Idaho’s House speaker presses labor chief on nation's worst wages

The Spokesman-ReviewJanuary 3, 2014 

Idaho has the lowest wages in the United States.

The Famous Potatoes state ranks 50th for average annual wage, per-capita income and wage increases since 2007, according to the Idaho Department of Labor. It also has the greatest percentage of minimum-wage workers in America.

After hearing those figures this week as they reviewed Idaho’s economic outlook, state legislative leaders said it’s time to figure out how to reverse that “dubious distinction” for the state.

“I don’t think anybody’s proud of that No. 1,” said House Speaker Scott Bedke, R-Oakley.

He quizzed the state’s new Labor Department director, Ken Edmunds, about why the state ranks so poorly. “We need to understand, I think, as a state this phenomenon here, so that we can address this as we shape policy to improve these numbers,” Bedke said.

Edmunds responded, “We’ve been creating jobs because of a need to create jobs and bring the unemployment rate down, but now we need to … push for more job creation in skilled areas” that pay more.

That, he said, will require improvements in education: “Employers are saying they are not getting the employees they need at any level, as far as skills.” That applies to recent high school graduates through highly skilled jobs in computer science, Edmunds said, adding, “We have to change our approach.”

Edmunds just started as the state’s labor chief in November; he previously served on the state Board of Education.

Bedke called his answer “thought-provoking” and said, “I think it’s incumbent upon all policymakers to pause and listen to what we’ve just been told.”

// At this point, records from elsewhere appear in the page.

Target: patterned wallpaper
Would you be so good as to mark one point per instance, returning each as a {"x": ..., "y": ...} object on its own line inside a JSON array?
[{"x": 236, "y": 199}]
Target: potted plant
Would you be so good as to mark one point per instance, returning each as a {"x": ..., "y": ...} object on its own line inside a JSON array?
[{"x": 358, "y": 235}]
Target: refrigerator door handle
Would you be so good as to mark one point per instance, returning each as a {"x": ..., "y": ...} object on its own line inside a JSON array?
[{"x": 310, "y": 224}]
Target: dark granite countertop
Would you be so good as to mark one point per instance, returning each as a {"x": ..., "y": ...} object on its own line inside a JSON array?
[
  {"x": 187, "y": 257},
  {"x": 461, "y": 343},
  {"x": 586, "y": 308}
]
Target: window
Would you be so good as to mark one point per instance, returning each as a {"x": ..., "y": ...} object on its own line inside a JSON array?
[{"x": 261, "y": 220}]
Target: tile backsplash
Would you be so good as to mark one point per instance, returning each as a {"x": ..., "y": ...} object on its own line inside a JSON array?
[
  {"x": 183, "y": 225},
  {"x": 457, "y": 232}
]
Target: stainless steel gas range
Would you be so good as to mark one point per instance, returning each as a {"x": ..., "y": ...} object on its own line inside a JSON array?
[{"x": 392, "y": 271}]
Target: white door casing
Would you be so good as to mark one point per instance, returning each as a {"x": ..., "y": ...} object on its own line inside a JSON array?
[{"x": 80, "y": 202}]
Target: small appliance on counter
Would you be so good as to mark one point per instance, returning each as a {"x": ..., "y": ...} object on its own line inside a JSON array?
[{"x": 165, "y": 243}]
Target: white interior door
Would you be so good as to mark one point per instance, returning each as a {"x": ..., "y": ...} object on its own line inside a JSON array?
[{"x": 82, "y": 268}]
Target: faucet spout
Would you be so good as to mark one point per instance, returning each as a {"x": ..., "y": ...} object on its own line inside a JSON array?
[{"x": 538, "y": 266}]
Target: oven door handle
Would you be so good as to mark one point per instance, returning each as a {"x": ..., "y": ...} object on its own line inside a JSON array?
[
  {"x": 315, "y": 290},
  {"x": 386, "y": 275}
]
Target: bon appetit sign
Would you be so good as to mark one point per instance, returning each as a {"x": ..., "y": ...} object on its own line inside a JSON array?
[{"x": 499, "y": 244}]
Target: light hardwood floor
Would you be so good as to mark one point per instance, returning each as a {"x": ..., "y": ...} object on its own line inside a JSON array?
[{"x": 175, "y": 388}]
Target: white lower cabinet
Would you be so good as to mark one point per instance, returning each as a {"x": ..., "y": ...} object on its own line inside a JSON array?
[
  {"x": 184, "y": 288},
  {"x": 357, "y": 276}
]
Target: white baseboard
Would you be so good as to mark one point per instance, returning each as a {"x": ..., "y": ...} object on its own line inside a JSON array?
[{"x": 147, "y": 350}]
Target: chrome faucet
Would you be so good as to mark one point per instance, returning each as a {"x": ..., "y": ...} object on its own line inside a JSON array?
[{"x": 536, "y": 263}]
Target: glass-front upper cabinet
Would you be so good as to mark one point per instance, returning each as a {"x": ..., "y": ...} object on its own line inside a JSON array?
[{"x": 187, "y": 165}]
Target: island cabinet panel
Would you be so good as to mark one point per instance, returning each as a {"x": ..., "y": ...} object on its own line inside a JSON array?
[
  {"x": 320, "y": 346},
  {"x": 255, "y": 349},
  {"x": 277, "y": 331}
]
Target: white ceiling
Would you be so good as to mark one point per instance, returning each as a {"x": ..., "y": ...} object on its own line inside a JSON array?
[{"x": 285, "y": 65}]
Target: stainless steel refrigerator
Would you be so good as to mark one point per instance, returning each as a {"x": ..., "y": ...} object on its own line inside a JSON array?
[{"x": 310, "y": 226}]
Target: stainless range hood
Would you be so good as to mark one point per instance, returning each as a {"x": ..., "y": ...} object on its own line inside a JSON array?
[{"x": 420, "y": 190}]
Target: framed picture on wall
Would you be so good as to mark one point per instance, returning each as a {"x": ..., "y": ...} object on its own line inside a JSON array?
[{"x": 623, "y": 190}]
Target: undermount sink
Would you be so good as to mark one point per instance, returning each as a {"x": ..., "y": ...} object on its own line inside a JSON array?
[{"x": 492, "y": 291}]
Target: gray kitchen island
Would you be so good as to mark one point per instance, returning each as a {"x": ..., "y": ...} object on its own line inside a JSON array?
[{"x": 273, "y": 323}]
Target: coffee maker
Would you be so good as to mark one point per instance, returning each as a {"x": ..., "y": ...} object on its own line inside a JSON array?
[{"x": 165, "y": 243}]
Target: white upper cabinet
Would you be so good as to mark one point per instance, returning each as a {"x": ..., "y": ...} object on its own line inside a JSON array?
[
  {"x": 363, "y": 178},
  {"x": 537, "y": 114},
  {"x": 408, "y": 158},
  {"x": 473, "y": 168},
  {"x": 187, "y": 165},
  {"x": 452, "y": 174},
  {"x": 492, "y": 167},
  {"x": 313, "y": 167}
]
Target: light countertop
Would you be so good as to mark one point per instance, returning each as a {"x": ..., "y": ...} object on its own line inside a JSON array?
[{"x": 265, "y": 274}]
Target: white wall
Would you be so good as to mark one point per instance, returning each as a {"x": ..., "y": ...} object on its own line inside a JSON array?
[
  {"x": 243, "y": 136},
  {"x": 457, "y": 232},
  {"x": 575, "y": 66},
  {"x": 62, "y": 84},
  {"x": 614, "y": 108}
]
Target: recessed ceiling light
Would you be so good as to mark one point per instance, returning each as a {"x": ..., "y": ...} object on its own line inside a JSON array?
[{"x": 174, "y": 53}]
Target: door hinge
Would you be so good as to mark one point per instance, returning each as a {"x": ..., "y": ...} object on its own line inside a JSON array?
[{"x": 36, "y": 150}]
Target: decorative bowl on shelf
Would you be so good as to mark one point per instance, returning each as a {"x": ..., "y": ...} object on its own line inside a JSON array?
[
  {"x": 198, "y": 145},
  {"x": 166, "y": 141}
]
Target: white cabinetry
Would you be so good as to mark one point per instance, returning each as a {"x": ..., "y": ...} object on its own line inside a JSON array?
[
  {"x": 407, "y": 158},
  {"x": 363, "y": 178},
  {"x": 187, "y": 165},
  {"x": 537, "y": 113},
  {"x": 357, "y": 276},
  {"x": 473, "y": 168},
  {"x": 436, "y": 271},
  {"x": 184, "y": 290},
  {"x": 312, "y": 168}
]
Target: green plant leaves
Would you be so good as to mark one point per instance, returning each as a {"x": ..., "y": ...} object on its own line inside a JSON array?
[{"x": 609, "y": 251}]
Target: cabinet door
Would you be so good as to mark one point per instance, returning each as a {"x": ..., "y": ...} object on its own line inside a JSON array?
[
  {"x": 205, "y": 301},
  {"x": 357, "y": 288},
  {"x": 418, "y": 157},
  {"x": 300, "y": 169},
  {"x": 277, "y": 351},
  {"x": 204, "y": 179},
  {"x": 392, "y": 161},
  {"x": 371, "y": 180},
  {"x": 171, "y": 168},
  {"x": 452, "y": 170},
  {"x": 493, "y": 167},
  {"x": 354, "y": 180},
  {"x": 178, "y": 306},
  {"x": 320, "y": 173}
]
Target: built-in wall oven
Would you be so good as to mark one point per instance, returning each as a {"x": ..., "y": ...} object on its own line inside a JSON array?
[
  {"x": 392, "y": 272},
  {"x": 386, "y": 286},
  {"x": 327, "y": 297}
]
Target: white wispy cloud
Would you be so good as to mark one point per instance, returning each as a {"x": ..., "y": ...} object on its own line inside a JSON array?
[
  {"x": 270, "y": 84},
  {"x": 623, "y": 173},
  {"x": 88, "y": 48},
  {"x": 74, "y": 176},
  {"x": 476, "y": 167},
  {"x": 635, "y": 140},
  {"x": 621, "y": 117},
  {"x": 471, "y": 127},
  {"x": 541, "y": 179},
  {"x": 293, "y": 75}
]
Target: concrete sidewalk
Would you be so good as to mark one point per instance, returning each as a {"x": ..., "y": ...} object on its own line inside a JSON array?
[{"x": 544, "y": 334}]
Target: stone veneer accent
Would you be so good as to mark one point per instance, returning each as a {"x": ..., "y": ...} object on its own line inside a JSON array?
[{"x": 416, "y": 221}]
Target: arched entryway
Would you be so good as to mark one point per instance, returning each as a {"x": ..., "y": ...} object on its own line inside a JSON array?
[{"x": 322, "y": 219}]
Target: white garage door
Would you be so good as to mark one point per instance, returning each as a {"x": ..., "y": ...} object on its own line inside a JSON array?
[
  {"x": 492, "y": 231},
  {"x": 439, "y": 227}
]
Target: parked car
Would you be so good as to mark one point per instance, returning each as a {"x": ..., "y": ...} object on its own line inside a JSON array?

The exchange came as Idaho is poised for a legislative session that launches Monday with school funding and improvements as its top issue. Gov. Butch Otter convened an education stakeholders task force that over the past year and a half held hearings around the state and endorsed a slate of sweeping reforms. The reforms include restoring tens of millions cut from schools during the recession, to boosting teacher pay and reforming how the state’s schools operate.

“I think that will be our blueprint going forward,” Bedke said, calling the school reform and funding issue “head and shoulders above the rest” of the many pressing issues facing Idaho lawmakers as they convene.

Senate Education Committee Chairman John Goedde, R-Coeur d’Alene, agreed. The Legislature’s top challenge, he said, is “going to be finding money for education reforms.”